Os movimentos guerrilheiros dos três países do Cone Sul tiveram de enfrentar, em graus distintos, as
dificuldades de acumulação de força militar nos grandes centros urbanos, derivadas, especialmente, do
impacto da ação coordenada das ditaduras militares de vários países, na chamada Operação Condor, e dos
efeitos da doutrina de segurança nacional, que defendia a eliminação física dos insurgentes. O campo
mostrou-se mais propício à construção de uma força militar numerosa, com a possibilidade, inclusive, de
formar destacamentos regulares, como foi o caso do Exército Rebelde, na Revolução Cubana. Nos grandes
centros urbanos, porém, esse processo encontrou barreiras que os movimentos guerrilheiros não
conseguiram superar, sendo, finalmente, cercados, derrotados e destruídos.

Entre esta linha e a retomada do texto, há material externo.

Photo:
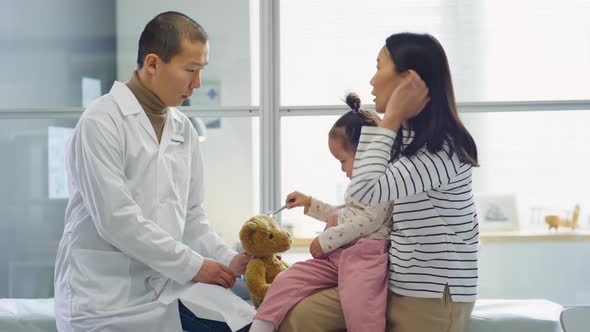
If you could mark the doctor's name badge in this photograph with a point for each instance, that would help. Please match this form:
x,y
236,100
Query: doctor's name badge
x,y
178,133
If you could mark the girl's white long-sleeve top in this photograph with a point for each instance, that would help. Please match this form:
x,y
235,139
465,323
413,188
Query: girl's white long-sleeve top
x,y
435,234
355,220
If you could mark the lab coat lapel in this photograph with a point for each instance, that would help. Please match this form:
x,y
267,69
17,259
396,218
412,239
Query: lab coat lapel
x,y
129,105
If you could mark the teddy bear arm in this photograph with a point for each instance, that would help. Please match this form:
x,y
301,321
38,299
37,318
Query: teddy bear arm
x,y
256,278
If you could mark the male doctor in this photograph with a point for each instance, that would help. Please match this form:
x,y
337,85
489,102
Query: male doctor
x,y
135,224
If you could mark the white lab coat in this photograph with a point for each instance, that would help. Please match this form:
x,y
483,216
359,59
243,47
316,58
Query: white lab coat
x,y
135,229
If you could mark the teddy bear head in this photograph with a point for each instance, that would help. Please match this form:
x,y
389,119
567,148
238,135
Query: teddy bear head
x,y
262,237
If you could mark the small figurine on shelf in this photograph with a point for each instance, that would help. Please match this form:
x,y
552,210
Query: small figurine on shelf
x,y
555,221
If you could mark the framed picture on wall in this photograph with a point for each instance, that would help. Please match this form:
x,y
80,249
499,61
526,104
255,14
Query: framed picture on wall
x,y
496,212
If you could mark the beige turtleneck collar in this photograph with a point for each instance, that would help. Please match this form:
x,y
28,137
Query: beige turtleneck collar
x,y
154,107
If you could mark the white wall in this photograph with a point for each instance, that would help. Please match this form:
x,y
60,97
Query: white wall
x,y
230,192
551,270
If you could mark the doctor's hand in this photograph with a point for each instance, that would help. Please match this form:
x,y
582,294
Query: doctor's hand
x,y
296,199
240,262
215,273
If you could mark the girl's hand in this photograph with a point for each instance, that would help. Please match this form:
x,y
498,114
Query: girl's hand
x,y
315,249
405,102
296,199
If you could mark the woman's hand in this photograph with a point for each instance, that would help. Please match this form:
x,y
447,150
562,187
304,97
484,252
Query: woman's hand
x,y
315,249
296,199
406,101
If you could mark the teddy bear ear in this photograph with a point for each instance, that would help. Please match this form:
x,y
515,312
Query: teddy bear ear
x,y
248,229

As derrotas na América Central e no Cone Sul, concluindo o segundo ciclo de guerra de guerrilhas no
continente, revelaram o esgotamento dessa estratégia. A mudança radical na relação de forças
internacional, pendendo fortemente a favor dos EUA, e os seus reflexos diretos no fortalecimento das
Forças Armadas dos países da América Latina, criaram dificuldades novas e quase insuperáveis,
incentivando a mudança de estratégia da esquerda do campo militar para o campo da luta política
institucional e de massas.

As guerrilhas colombianas, levadas a cabo pelas Forças Armadas Revolucionárias da Colômbia (FARC) e
pelo Exército de Libertação Nacional (ELN), com uma trajetória diferenciada no tempo em relação aos
outros movimentos guerrilheiros, sobrevivem em condições de duro assédio militar dos EUA. Acusada de
envolvimento com o narcotráfico, atacada pelos militares colombianos e norte-americanos, além dos
paramilitares, os dois movimentos guerrilheiros mantêm sua capacidade de ação em um quadro de
militarização geral do país. Pelo marco internacional, as condições de triunfo de cada uma das duas
frentes torna-se difícil, ao mesmo tempo em que, conforme as negociações têm se revelado um caminho
sem saída, o futuro da esquerda na Colômbia permanece em aberto, enquanto nos outros países a via da
luta de guerrilhas, como realizada nos períodos anteriores, deixou de existir.

Socialismo pela via institucional


A estratégia das frentes populares, aprovada nos anos 1930 pelos partidos comunistas, representou uma
ruptura com a clássica linha insurrecional do movimento comunista internacional. Ela propunha uma
estratégia de aliança com setores da burguesia industrial e uma evolução econômico-social por etapas.
Segundo essa concepção, a luta pelo socialismo na periferia do capitalismo deveria passar anteriormente
pela etapa nacional e antifeudal. Na mesma década, os governos das frentes populares antifascistas na
Espanha, na França e no Chile eram expressões dessa estratégia, que se manteve como linha oficial dos
partidos comunistas, sendo adotada, também, pelos partidos socialistas. Contudo, após as frentes
populares antifascistas, até a vitória eleitoral de Salvador Allende e da Unidade Popular, em 1970, não
houve novos governos que se propusessem a realizar a transição institucional nos moldes pregados pelos
partidos comunistas.

O Chile, que já havia tido um governo de Frente Popular, acabou sendo o único país no mundo que viveu
uma experiência de tentativa de transição institucional ao socialismo. Allende venceu após três tentativas
anteriores, apoiado na coalizão dos partidos socialista e comunista. Ascendeu na contracorrente da
esquerda dominante no continente que, na maioria dos países, apoiava a guerrilha. Ainda por cima,
chegou ao poder quando vários países do Cone Sul já se encontravam sob ditaduras militares.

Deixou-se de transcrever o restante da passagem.